Within the last years, the increasing presence of large-scale architectures has introduced the era of Cloud Computing.
There is a huge number of different definitions available towards Cloud Computing. The term "cloud" itself is derived from the figurative abstraction of the internet represented as a cloud. The available definitions of Cloud Computing range from reductions it to be ``the next hype term" over pragmatic definitions focusing on special aspects to definitions, that see Cloud Computing as a general paradigm shift of information architectures, as an ACM CTO Roundtable [Cre09] has shown in 2009. Of the various features that are attributed to the "cloud", scalability, a pay-per-use utility model and virtualization are the minimum common denominators.
The key concept of Cloud Computing is the resourcing of services. These services can be generally differentiated into three vertical layers:
Referring to the terminology of Cloud Computing, a scalable web application is essentially a SaaS that requires appropriate execution/hosting environments (PaaS and/or IaaS).
In the following, we will consider some exemplary hosting providers and outline their service features.
Amazon was one of the first providers for dedicated, on-demand and pay-per-use web services. It is currently dominating the multi-tenant Cloud Computing market. Their main product is Elastic Compute Cloud (EC2), a service providing different virtualized private servers. The provision of virtualized machines in scalable amounts forms an architectural basis for most of their clients. Instead of growing and maintaining own infrastructure, EC2 clients can spin up new machine instances within seconds and thus cope with varying demand. This traditional IaaS hosting is complemented by a set of other scalable services that represent typical architecture components.
Elastic Block Storage (EBS) provides block-level storage volumes for EC2 instances. Simple Storage Service (S3) is a key-value web-based storage for files. More sophisticated data storage systems available are SimpleDB, DynamoDB and Relational Database Service (RDS). The former two services represent non-relational database management systems with a limited set of features. RDS currently supports MySQL-based and Oracle-based relational databases.
Elastic Load Balancing (ELB) provides load-balancing functionalities on transport protocol level (e.g. TCP) and application level (e.g. HTTP). As a message queue, Simple Queue Service (SQS) can be used. For complex MapReduce-based computations, Amazon has introduced Elastic MapReduce.
ElastiCache is an in-memory cache system that helps speeding up web applications. CloudFront is a CDN, complementing S3 by replicating items geographically. For monitoring purposes, Amazon has come up with CloudWatch, a central real-time monitoring web service.
Besides these services, Amazon has introduced their own PaaS stack, called Elastic Beanstalk. It is essentially a bundle of existing services such as EC2, S3 and ELB and allows to deploy and scale Java-based web applications. Furthermore, there are additional services that cover business services such as accounting or billing.
The Google App Engine is a PaaS environment for web applications. It currently provides support for Python, Go and several JVM-based languages such as Java. Applications are hosted and executed in data centers managed by Google. One of its main features is the automatic scaling of the application. The deployment of the application is transparent for the user, and applications encountering high load will be automatically deployed to additional machines.
Google provides free usage quotas for the App Engine, limiting traffic, bandwidth, number of internal service calls and storage size among others. After exceeding these limits, users can decide to add billable resources and are thus getting charged for additional capacities.

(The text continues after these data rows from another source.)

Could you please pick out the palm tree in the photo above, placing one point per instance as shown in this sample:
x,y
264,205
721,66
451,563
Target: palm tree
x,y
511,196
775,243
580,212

The runtime environment of the application is sandboxed and several language features are restricted. For instance, JVM-based applications cannot spawn new threads, use socket connections and access the local file system. Furthermore, the execution of a request must not exceed a 30 seconds limit. This restrictions are enforced by modified JVMs and altered class libraries.
Besides an application container, the App Engine provides several services and components as part of the platform. They are accessible through a set of APIs. We will now have a brief look at the current Java API.
The Datastore API is the basic storage backend of the App Engine. It is schemaless object datastore, with support for querying and atomic transaction execution. Developers can access the datastore using Java Data Objects, Java Persistence API interfaces or via a special low-level API. A dedicated API provides support for asynchronous access to the datastore. For larger objects, and especially binary resources, the App Engine provides a Blobstore API. For caching purposes, the Memcache API can be used. Either using a low-level API or the JCache interface.
The Capabilities API enables programmatical access to scheduled service downtimes and can be used to develop applications that prepare for the unavailablity of capabilities automatically. The Multitenancy API provides support for multiple separated instances of an application running in the App Engine.
Images can be manipulated using the dedicated Images API. The Mail API allows the application to send and receive emails. Similarly, the XMPP API allows message exchange based on XMPP. The Channel API can be used to establish high-level channels with clients over HTTP and then push messages to them.
The Remote API opens an App Engine application for programmable access using an external Java application. Other web resources can be accessed using the URLFetch API.
Thanks to the Task Queue API, there is some support for tasks decoupled from request handling. Requests can add tasks to a queue, and workers asynchronously execute the background work. The Users API provides several means to authenticate users, including Google Accounts and OpenID identifiers.